My 4 Weakest Justifications for Not Attempting Weightloss

We all make excuses for why we can’t or won’t do certain things.  Weightloss is no different.  Below are four of my weakest justifications for not attempting weightloss and what I did to overcome them.

Photo By: elcamino73

“I don’t have time to exercise” – I get this.  Trying to lose weight within busy lives is challenging.  But… WE ALL HAVE BUSY LIVES.  You must ask yourself “how is ‘person A’ able to have so much free time to exercise?”   They have the time because they make the time.  When I first started losing weight, I would spend 30 mins every day doing something physical.  This usually manifested itself in walking, but later evolved into my rigorous physical training.  As I began to see results, I started to ‘workout’ for longer periods of time.  You don’t need a lot of time to exercise.  If you watch an hour of T.V. a day, that’s an hour you could have spent on a treadmill watching T.V.   This justification is weak and should not stop you from attempting weightloss.

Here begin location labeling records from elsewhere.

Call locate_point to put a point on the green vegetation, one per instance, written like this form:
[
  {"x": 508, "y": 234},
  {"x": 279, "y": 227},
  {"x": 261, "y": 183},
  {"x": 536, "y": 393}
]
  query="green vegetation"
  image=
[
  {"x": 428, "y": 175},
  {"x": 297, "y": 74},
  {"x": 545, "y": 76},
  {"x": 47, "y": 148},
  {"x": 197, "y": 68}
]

“I don’t have enough money” – This statement would usually be followed by “to buy the healthy food”, “to afford the equipment”, “to go to the gym”.   Ok, let’s start with the myth of health food being more expensive.  This blog post I found goes into much more detail then I will here, but to sum up, basically it classifies food into three categories;  normal food, pseudo-healthy food and actually healthy food.  Normal foods would be things like pizza, bread, mustard, etc. You know, the types of food people would normally eat.  Then there are the pseudo-healthy foods which are versions for normal foods that have been processed slightly differently to make them ‘healthy.’  These foods are typically priced more expensively than normal foods, which I’m sure has led to some believing that healthy foods are more expensive.  I believe this is more of a marketing ploy to get people who want to be health conscious to buy ‘quick, easy, and processed’ foods.  Then there is actual healthy foods.  Foods that are homemade and not processed fall into this category.  They are usually cheap to buy, but people don’t favour them because, as the post says “you can’t slice open a package and munch.”    We have all been led to believe that in order to get healthy, we NEED to go to the gym and we NEED to buy expensive fancy equipment.   Just type ‘Street Workout’ into YouTube.

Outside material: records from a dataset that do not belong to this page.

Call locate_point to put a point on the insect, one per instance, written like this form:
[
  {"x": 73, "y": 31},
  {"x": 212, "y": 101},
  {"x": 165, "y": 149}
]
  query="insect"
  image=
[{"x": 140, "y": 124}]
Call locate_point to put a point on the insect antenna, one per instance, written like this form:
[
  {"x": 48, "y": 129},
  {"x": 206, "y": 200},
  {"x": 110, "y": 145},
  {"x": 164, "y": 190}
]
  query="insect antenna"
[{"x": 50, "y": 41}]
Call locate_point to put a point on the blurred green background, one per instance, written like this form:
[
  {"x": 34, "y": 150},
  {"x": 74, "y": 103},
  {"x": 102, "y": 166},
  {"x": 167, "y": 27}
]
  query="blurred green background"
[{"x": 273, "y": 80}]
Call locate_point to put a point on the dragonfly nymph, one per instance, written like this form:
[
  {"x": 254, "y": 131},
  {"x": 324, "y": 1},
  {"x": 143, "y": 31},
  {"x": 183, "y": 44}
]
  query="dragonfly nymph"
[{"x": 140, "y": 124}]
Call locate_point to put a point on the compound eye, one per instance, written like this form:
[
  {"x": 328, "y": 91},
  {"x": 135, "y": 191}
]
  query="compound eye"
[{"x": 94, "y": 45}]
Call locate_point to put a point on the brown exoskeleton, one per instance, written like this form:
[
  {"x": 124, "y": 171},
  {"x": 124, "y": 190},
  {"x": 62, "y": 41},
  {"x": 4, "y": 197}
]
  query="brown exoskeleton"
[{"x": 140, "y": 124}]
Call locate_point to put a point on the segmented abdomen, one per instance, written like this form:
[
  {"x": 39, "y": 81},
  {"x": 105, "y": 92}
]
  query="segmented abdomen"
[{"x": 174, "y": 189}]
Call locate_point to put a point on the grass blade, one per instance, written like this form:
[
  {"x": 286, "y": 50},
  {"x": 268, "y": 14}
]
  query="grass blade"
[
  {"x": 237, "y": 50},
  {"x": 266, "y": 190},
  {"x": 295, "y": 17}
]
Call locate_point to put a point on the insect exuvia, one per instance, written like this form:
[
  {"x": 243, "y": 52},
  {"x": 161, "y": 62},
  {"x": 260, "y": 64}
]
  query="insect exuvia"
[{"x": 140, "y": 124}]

“I will just gain the weight back” – This is a legitimate concern.  I myself have been a weightloss yo-yo and have been discouraged by trying so hard to lose weight, only to put it all (and more in some cases) back on. I think the key here is finding something that works for you that is sustainable.  I really don’t like ‘diets’, I like having a healthy diet.  When I lost weight (detailed here), it took three years.  It was a long process and that may sound like forever, but I know I will NEVER gain the weight back.  My slow weightloss was the result of making changes to how I behaved over a long period of time.  This allowed those changes to become a part of my life… not just something I was doing for 4 months.  Make changes that are manageable and sustainable, and you will be on the road to successful, lasting weightloss.

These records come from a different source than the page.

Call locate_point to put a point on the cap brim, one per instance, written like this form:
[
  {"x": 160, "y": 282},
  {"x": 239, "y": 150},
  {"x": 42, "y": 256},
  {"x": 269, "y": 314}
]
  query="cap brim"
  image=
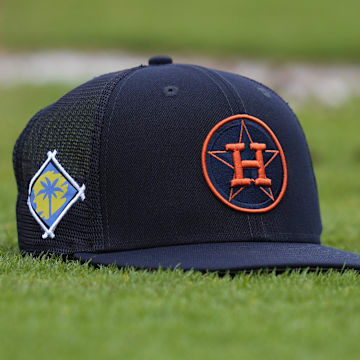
[{"x": 233, "y": 256}]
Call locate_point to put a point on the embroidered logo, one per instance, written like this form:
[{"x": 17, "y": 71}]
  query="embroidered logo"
[
  {"x": 52, "y": 192},
  {"x": 244, "y": 164}
]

“I love good food too much” – Well now.  I too LOVE good food.  I’ve heard some people say that they don’t like to eat healthy because it tastes bad.  I used to believe this also.  To be honest, I hated ALL vegetables up until I was 21 years old. Why did I hate them?  Mostly because I hadn’t tried them yet… or tried them once and had a bad experience.  I have made it a life rule to try everything not once, but twice.  It also doesn’t hurt to find some new ways to cook foods you once thought were gross.   I really don’t like raw vegetables, so I take those vegetables, roast them, saute them, and add a little salt and viola, they are delicious.  Stopping your addiction to salty, fat filled, processed food may be tough, but once it’s broken, I think you will be hard pressed to go back.  Some of the best food I’ve ever tasted, also happens to be some of the healthiest.